Arts

Creative Corner: A Giant

Frankie Denton once again suspends our imagination...

The morning was bright and pale yellow like fainting buttercups, casting a welcoming tint over his home. He lived in a country village, small and peaceful, but not quite isolated. The only sounds he heard were bird song, the tractors in the fields and the persistent, whirring motors of lawnmowers. He woke and spent most of the day reading in the garden.

In those strange hours between the afternoon and the evening, where people travel home-wards and the world reverts to its passive state, he decided to walk. His village was not note-worthy to the unfamiliar eye, but to him it was blessed with beauty. It belonged at the foot of a hill and was centred around a tranquil pond. A winding road led into a valley studded with firs, where deer and badgers roamed. An ancient, weathered church oversaw a stream where bits of broken china drifted down.

He climbed that hill, and as he rose, higher up above the earth, it was not long before he saw the fields and the vast curves of the river that was the pride of his county. This concrete road was surrounded by green on either side, but the world opened up behind him and he continually looked to intake the view.

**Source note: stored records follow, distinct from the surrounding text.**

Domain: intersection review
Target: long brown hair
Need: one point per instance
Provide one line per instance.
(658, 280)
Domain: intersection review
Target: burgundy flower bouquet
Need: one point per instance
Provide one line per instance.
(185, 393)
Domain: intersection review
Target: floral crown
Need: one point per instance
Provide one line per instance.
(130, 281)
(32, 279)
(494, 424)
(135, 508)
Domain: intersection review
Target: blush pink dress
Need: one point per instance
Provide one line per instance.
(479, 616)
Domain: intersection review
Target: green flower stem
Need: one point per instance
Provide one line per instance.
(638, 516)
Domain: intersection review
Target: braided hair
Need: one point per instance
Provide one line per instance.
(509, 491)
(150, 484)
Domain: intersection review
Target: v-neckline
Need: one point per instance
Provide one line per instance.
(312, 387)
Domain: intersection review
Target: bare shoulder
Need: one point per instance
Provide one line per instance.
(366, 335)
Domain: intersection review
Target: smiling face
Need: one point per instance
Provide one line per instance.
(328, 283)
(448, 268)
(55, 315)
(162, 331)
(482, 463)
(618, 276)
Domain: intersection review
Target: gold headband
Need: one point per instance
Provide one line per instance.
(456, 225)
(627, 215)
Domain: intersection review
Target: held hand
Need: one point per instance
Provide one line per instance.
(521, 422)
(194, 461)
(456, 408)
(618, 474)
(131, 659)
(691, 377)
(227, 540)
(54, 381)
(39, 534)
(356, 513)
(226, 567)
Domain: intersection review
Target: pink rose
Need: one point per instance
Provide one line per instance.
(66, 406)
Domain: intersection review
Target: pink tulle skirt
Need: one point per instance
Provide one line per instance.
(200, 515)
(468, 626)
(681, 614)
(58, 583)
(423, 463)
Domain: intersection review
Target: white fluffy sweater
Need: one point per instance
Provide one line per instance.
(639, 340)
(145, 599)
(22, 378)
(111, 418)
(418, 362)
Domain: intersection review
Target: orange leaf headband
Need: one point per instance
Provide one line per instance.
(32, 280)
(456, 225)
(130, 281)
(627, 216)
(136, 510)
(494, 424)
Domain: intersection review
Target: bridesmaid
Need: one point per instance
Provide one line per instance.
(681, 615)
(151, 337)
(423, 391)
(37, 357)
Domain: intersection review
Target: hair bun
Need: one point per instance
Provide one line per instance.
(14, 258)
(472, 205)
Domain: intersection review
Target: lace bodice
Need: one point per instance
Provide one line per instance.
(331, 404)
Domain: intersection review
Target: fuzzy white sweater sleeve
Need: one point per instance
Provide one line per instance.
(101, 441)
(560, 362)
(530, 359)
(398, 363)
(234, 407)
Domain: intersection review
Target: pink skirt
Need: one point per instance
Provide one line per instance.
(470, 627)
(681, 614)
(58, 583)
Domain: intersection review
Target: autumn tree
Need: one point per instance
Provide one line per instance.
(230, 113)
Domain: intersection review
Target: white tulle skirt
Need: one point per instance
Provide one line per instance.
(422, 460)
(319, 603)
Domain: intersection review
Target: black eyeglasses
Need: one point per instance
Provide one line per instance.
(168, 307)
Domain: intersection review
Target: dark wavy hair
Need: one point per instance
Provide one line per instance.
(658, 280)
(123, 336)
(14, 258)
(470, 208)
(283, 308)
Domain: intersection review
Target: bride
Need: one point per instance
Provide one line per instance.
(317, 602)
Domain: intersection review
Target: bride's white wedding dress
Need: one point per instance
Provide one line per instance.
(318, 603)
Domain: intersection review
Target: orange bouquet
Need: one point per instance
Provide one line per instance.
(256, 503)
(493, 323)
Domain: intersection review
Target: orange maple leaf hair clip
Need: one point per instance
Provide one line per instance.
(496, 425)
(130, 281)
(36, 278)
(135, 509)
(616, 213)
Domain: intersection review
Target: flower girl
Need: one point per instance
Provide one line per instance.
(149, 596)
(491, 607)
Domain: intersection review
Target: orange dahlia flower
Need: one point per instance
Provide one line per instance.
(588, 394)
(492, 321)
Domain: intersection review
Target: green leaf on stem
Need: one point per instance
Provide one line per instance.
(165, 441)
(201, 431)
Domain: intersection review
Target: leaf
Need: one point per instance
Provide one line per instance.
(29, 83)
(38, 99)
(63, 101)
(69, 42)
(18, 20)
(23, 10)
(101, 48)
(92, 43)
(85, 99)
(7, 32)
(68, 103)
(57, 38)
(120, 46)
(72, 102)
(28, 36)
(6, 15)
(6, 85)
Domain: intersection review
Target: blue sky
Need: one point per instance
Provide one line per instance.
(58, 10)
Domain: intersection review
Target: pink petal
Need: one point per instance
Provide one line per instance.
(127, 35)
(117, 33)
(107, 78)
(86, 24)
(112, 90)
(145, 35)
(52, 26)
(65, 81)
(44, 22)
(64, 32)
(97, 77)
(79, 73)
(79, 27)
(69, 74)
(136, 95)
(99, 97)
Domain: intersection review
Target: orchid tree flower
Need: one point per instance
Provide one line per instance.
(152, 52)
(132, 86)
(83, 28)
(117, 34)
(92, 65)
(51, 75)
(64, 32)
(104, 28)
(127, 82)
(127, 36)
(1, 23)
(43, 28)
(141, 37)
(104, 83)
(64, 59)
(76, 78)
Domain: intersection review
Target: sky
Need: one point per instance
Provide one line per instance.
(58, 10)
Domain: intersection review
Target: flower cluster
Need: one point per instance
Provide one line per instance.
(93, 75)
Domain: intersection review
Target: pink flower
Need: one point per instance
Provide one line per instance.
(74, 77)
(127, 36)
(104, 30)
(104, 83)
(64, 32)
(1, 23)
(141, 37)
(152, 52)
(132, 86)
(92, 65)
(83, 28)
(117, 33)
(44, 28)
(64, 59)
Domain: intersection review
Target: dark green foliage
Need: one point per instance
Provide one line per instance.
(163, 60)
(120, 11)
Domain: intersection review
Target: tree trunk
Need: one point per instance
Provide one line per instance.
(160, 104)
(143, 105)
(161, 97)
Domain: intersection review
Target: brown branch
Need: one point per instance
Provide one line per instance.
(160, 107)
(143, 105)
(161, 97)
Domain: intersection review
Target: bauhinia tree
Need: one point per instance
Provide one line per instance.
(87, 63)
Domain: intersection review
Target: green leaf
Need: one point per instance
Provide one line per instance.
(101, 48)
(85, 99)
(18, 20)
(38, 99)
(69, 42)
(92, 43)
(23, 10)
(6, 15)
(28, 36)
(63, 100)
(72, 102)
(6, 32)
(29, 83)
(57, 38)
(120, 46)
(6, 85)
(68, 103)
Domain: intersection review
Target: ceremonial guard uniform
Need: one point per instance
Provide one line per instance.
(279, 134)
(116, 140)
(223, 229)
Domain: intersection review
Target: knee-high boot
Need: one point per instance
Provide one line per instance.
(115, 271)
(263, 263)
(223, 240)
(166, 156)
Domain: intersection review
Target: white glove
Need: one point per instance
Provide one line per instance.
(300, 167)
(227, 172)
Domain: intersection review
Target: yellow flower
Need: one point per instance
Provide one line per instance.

It had been a strange couple of days, he thought to himself. The month had been gloriously, and at times, terribly, hot – but the previous night the skies had opened and stormed with a fury. It had grown dark, first, and the clouds had a reddish tinge. The winds blew, bending trees and swinging windows open, while the rain fell and the sky rumbled. He had sensed a cataclysmic change, but whether it was the beginning of something or the end he didn’t know.

At the top of the hill he stopped and leaned on a fence, looking at his surroundings. The warmth of the morning had dissipated, and now the lands were wreathed in mist, like Avalon. The distant fields became grey and the trees protecting their borders were black clumps, coal amongst smoke.

It was then, as he rested, that he saw a giant, but from that hill, it seemed like a God. It came from the ground near the river. The flat plains, fertile and wet, crumbled away as first a toe and then a foot the size of a Gothic mansion broke through the earth. A fist punched its way upwards and became a hand with fingers large as trees and strong as steel. Enormous palms were placed on the ground and a colossal skull emerged.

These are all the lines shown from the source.